Social Enterprises are now obliged to become more commercial in order to survive with reduced grant funding, and the people that run them are becoming more business oriented- many are migrants from the private sector anyway. Social Enterprises are taking over responsibility for running large chunks of the economy and helping people to help themselves. Market forces and the needs of service users (customers) increasingly drive the business models, not central government spending. So the principles and practices of management, marketing, and innovation are all tools of the trade, whichever bottom line you are aiming to improve.
My background in branded marketing and innovation has come in handy in Tideswell. We’ve run the project in a businesslike way from the start, and planned and managed it as a business, not a cause or a campaign. We start with the consumer, or the stakeholders- looking at their needs and wants and looking for unsatisfied demand and insights. Ideas and plans were developed and screened against the kind of criteria we use in front-end innovations screening- capability, strategy, demand.
The shape of the business (and it’s a complex, multifaceted one, covering as many touch points as possible on the local food chain), was moulded into a cohesive strategy with a clear mission and synergy built in throughout. For example, we want to save our local food retailers from extinction- how does a cookery school do that? Answer- by teaching local people more about the origins of their food and how to prepare it, we think they will want to buy more basic ingredients, which is what local artisan shops and producers tend to make and sell.
Having developed the concept and the business plan we got into execution mode. Delivery on a tight timescale and tight budget was critical not just to get the revenue in as soon as possible, but also to “beat the clock” of a 12 month deadline that the lottery funding and TV coverage came with. We developed brand positioning statements and design executions with the help of brand strategy and design experts, (“Peter and Paul”, Sheffield’s finest agency), and applied the branding clearly and consistently online, on paper, and on the building.

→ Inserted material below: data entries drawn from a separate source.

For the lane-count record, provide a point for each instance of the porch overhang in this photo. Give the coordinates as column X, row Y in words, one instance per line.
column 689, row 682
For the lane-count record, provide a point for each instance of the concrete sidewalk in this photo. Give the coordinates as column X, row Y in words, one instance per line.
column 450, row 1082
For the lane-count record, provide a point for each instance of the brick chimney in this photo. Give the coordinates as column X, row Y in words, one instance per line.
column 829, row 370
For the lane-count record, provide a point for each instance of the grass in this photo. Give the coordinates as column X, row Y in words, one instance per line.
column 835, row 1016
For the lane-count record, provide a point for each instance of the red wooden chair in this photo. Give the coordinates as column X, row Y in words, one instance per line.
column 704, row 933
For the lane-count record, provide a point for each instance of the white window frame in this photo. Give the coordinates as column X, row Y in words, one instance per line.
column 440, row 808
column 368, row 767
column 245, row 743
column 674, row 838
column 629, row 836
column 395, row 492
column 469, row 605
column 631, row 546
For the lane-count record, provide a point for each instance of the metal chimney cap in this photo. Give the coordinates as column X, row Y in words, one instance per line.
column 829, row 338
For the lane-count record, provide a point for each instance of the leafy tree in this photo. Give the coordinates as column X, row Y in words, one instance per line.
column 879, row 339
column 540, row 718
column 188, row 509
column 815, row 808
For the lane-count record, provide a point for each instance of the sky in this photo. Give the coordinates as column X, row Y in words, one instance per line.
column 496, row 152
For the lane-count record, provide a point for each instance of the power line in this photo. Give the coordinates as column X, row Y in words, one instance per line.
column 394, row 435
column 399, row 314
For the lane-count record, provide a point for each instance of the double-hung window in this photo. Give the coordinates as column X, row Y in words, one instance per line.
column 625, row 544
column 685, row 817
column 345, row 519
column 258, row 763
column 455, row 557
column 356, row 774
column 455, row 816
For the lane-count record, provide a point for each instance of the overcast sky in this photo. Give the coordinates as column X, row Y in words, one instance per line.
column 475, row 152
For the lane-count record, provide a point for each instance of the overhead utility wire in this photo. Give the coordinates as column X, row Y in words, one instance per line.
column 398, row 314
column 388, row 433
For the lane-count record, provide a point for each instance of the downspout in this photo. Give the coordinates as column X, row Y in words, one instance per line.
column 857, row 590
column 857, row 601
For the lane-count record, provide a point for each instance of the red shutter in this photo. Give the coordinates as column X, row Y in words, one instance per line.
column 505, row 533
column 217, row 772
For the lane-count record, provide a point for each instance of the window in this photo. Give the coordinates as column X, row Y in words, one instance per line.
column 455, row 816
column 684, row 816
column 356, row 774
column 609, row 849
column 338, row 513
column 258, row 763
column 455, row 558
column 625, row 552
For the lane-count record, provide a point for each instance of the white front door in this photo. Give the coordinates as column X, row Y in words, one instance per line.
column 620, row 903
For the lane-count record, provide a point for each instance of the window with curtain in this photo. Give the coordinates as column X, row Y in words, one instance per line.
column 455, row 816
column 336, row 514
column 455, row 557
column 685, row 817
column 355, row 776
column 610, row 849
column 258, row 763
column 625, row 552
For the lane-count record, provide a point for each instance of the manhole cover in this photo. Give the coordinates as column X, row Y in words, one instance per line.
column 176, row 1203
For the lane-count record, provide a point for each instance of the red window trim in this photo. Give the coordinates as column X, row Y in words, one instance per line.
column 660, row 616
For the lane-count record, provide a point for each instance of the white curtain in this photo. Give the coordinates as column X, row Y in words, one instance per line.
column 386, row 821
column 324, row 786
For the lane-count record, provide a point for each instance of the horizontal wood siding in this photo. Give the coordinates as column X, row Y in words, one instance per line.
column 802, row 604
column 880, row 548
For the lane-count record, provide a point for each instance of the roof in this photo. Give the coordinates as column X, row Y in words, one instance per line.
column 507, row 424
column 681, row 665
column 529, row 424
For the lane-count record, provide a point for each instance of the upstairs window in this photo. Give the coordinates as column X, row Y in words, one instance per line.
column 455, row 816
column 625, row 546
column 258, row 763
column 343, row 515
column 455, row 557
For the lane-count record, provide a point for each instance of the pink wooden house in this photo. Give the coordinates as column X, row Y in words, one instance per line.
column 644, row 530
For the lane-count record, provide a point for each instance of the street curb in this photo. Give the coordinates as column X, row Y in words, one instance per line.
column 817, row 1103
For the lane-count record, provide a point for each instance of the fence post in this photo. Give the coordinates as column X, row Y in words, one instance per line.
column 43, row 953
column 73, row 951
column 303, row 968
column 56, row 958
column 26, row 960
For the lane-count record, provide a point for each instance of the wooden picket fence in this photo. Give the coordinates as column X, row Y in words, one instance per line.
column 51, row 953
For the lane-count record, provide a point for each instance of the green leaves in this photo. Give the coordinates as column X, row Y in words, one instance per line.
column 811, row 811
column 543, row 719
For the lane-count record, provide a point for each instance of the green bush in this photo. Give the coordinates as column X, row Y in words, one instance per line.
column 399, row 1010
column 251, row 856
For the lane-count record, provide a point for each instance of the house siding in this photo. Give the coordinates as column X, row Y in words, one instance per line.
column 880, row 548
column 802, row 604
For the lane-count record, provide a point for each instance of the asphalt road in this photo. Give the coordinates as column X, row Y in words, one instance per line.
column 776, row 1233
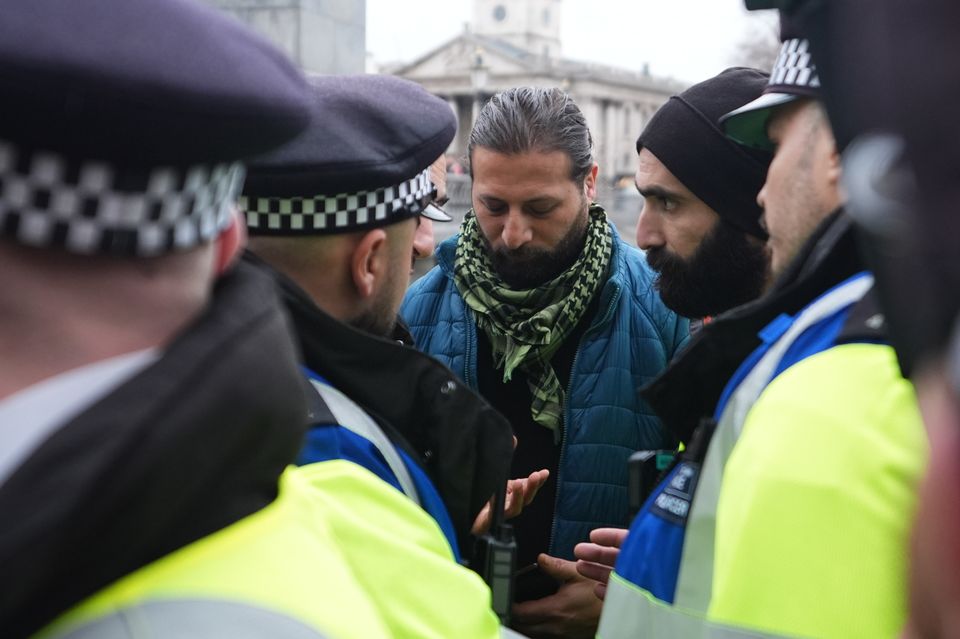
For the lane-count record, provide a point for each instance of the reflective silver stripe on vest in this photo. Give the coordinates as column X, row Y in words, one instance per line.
column 350, row 416
column 630, row 612
column 192, row 619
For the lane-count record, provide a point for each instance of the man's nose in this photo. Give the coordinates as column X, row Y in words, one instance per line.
column 423, row 241
column 516, row 232
column 649, row 231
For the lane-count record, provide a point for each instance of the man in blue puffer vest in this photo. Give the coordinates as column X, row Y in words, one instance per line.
column 540, row 306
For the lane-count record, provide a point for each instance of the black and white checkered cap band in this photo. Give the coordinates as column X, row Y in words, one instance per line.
column 337, row 213
column 88, row 207
column 794, row 68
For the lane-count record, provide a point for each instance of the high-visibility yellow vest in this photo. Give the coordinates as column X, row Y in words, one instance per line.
column 800, row 520
column 338, row 554
column 282, row 562
column 817, row 500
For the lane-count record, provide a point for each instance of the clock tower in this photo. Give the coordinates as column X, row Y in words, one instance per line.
column 532, row 25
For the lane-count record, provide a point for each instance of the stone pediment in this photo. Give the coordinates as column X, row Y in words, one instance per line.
column 460, row 55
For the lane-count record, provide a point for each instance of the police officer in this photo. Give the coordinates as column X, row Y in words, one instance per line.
column 771, row 517
column 332, row 216
column 897, row 105
column 142, row 483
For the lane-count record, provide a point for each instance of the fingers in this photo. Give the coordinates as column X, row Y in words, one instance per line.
column 560, row 569
column 597, row 572
column 608, row 536
column 533, row 484
column 600, row 590
column 595, row 553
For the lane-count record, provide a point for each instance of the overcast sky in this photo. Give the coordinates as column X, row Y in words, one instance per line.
column 690, row 40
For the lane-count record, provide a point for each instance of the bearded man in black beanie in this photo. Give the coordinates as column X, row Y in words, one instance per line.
column 700, row 222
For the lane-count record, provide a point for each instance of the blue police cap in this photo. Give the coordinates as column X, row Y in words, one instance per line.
column 124, row 121
column 363, row 162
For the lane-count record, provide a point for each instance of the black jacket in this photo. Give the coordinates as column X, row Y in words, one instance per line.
column 690, row 387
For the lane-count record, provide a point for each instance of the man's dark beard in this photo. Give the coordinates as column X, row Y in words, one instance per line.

We designed products, (Cookery courses) according to needs and wants, not what we thought was easy or good for people. Healthy eating cookery courses don’t sell- Chocolate, Cupcakes, and Curry (and Brewing) do. Now we’re selling we take constant feedback and continually refresh and replace courses in the portfolio. We’re running at 95% satisfaction overall and we’re always trialling and testing new courses.
We’re in business, so we use business techniques, and they work. We aim to achieve financial sustainability (monthly break-even) soon- so that we can reinvest surpluses in our social obligations to the community; teaching local kids and their parents about growing, cooking, making, and selling good food.